薬用基原植物 Amomum villosum Loureiro var.
xanthioides T.L.Wu et S.J.Chen, Amomum villosum Loureiro var. villosum
または Amomum longiligulare T.L. Wu (Zingiberaceae)

 踏み台に登って手の届かないところに置いてあるおやつの缶。やっと手にしてポケットに入れたクッキー。あれ、知らない香りがします。外国のものかな?

 今ならわかります。スパイスの一つ、カルダモンの香りです。私たちが現在繁用している漢方生薬にもこのカルダモンの香りに似ている同属の生薬、「縮砂」があります。

 シュクシャは林間陰湿地に生育する多年草で、中国やベトナム、ラオス等の東南アジアが産地で、草丈は大きいものでは3メートルほどになるそうです。夏に果実をつけ、それを乾燥し果皮を取り除いた種子の塊を生薬「縮砂」と称します。以前、縮砂の塊を砕くと樟脳(しょうのう)のような強い香りがありました。好奇心で口にしてみると一日中、口の中がスースーしてしまったことを思い出します。

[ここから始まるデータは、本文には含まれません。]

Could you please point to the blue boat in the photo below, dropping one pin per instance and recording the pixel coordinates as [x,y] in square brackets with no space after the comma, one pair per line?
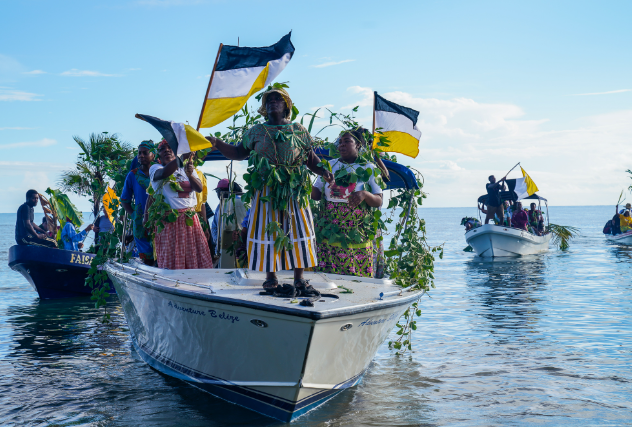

 この縮砂、芳香健胃薬としてCMなどでよく知られている漢方胃腸薬、安中散(あんちゅうさん)などにも配剤されています。少しかたい話ですが、基原植物の薬局方の定義が、2019年6月に現在広く流通しているものに改訂されました。生薬(医薬品)は、使用できる天然物の基原が薬局方で定義され、指標となる主成分の含有量の基準(指標成分含有量)が定められているので、品質や安全性が保たれています。縮砂が配剤された漢方処方としては、響声破笛丸(きょうせいはてきがん)等があります。中でも「香砂六君子湯(こうしゃりっくんしとう)」は、六君子湯などに香りの良い生薬、縮砂と香附子(こうぶし)、藿香(かっこう)を加えた11味の生薬からなる処方で、体力は中程度以下、気分が沈みがちで頭が重く、胃腸が弱く、食欲がなく、みぞおちがつかえて疲れやすく、貧血性で手足が冷えやすい方の胃炎、胃下垂、消化不良、食欲不振、胃痛、嘔吐(おうと)などに使うと効果があるとされ、エキス製剤が販売されています。

 心が沈みがちなニュースがここ数年続いています。けれど梢(こずえ)の合間を通る風は次の季節を知らせてくれています。少し草木の芽吹きを探しに出かけるのも心の栄養になるかもしれません。元気を出しましょう。